Dremio now supports Delta Lake tables where statistics for data files are added later.

After performing a query in Dremio, the results were being stored while a new executor node was simultaneously added. Because the node was in a “not ready” state, it caused the query to fail, even though the node was not used while performing the query.
Rather than causing the query to fail, new nodes added while storing query results instead throw a special exception (which is ignored by Dremio) and results are stored locally rather than shared between nodes.

The log directory was moved to a new location, so events failed to appear in the /var/log/dremio directory until the Dremio service was restarted or the file was full.
When log files are moved to the backup location, a rollover is triggered so that all logged events will still appear in the expected directory.

The metadata refresh for Azure configurations was using the GMT timezone for offset calculations.._
The metadata refresh has been updated to use the system’s default timezone.

17.1.0 Release Notes (Dremio November 2021)

Fixed Issues

When using the raw local file systems for a source (such as Hadoop’s local file system that does not produce extra checksum files), Dremio encountered a cast exception due to other libraries relying on standard local file systems.
This unexpected behavior has been resolved with the introduction of a new method that does not change the default Hadoop configuration.
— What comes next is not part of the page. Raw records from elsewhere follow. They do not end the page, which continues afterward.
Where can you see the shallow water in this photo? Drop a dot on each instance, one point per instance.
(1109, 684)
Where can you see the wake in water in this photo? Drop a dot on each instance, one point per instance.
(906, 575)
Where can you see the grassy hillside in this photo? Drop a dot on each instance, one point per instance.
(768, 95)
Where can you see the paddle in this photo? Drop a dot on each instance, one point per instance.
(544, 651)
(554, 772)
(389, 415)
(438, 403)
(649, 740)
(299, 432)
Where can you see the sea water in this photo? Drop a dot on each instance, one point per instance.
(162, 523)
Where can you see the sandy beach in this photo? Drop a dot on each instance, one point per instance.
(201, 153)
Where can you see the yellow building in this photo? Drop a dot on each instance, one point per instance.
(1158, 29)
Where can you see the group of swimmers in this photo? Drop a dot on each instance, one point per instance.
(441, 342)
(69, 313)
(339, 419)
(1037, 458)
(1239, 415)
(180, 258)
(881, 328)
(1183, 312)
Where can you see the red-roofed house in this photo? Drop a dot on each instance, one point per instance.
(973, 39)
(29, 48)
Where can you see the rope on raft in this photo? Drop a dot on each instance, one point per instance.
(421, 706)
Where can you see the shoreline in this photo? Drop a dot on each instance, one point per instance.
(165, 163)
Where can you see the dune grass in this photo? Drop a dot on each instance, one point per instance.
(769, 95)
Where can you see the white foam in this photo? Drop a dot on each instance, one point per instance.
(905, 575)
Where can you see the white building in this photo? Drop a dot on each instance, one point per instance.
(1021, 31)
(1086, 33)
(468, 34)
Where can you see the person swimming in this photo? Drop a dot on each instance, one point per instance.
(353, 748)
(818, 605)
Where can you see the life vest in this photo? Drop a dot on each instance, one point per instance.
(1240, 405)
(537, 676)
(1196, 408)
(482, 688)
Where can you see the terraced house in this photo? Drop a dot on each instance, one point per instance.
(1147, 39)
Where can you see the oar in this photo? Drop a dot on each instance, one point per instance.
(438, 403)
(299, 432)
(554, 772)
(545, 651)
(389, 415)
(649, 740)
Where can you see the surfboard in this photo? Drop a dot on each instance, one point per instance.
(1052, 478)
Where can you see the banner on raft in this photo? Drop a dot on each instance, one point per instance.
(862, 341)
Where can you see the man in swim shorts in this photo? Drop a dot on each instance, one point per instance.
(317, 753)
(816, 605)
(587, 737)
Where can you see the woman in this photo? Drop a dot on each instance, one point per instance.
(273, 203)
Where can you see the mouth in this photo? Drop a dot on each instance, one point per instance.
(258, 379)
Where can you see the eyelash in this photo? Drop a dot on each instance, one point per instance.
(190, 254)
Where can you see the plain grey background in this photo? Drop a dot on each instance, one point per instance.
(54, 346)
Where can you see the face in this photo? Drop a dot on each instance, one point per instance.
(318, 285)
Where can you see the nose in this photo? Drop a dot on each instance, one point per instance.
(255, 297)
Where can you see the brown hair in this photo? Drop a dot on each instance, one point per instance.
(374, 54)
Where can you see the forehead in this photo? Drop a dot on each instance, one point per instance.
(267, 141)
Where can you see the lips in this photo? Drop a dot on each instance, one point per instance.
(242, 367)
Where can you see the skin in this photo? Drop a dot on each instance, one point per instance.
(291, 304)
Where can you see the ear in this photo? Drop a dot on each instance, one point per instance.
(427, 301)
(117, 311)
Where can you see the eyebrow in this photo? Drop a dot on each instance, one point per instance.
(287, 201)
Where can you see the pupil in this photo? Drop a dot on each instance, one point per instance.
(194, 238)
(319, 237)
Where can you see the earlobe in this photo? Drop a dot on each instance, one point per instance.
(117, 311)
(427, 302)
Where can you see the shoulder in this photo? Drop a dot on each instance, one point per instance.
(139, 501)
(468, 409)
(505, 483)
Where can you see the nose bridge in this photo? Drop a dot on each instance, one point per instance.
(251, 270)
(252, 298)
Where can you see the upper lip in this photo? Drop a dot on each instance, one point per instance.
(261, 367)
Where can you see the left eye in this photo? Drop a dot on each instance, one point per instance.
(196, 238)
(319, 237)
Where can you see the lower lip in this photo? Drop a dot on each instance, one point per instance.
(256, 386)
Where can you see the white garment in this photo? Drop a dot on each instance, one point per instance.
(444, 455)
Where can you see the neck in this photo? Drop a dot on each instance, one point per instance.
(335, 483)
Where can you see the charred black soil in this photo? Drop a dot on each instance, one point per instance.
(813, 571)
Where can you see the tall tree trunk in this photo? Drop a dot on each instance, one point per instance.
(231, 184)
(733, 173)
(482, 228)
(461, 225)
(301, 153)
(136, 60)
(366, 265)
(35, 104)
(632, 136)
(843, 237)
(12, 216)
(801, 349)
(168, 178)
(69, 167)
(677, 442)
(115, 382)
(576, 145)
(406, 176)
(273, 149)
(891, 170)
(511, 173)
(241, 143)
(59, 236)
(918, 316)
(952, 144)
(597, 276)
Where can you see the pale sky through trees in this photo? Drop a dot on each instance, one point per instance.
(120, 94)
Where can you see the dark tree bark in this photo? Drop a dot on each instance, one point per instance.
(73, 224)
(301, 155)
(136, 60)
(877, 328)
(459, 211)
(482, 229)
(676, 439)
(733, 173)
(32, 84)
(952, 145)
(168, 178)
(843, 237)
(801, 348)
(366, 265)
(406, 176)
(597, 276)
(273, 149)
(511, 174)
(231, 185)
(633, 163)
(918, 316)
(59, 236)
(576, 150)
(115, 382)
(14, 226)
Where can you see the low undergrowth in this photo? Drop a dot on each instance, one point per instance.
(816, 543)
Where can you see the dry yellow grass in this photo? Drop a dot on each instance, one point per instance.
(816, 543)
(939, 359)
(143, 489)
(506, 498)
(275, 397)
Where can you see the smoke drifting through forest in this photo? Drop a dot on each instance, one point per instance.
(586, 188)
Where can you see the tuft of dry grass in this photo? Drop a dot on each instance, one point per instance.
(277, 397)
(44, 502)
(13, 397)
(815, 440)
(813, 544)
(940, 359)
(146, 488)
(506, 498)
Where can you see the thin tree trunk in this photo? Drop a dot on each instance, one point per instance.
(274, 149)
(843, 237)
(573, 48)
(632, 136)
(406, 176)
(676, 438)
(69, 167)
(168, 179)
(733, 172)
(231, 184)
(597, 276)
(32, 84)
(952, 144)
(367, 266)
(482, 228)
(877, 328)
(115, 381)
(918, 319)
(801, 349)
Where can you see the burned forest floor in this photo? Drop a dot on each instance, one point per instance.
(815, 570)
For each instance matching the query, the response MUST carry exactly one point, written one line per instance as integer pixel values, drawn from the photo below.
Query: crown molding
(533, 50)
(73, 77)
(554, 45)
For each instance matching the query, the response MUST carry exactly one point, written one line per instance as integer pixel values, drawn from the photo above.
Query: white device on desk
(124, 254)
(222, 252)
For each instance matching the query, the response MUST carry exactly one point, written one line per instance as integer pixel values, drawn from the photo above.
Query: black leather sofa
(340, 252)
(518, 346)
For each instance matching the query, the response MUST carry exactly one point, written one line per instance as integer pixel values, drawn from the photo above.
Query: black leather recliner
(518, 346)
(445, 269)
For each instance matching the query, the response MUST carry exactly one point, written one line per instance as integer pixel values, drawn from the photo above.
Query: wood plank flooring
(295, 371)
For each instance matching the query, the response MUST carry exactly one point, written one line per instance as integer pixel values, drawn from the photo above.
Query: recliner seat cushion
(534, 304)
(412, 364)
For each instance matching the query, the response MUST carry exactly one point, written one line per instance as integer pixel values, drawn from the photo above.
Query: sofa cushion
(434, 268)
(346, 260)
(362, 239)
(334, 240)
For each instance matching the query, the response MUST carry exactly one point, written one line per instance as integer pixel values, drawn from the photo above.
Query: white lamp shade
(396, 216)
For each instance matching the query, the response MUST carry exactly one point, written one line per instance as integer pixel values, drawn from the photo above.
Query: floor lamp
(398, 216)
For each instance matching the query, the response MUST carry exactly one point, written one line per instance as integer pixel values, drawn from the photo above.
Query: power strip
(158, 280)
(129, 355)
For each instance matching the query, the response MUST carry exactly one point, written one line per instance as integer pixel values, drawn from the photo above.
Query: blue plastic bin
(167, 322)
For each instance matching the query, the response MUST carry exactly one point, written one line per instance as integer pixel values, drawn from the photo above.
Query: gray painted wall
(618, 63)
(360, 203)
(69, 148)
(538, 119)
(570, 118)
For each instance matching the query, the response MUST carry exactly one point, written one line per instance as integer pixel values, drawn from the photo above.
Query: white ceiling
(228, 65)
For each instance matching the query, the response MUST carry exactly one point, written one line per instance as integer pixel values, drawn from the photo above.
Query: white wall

Dremio made unnecessary privilege checks on users accessing child objects of a root entity as well as fetching a user’s role repeatedly. As a result, this created additional KVStore and external calls.
Inheritance checks for child objects are only run from the root entity. When users access non-root objects, Dremio will only check grants for the object being accessed, thus reducing Dremio’s overall resource consumption and potential for privilege errors. With regard to roles, Dremio now only fetches a user’s role once and then caches it locally.

A query encountered an error while outstanding messages for a coordinator node, but the error was not acknowledged. This prevented any future query messages to the same coordinator from being acknowledged, and thus future queries could not progress beyond the queue.
All messages are acknowledged by the screen operator, even in the case of a query failing.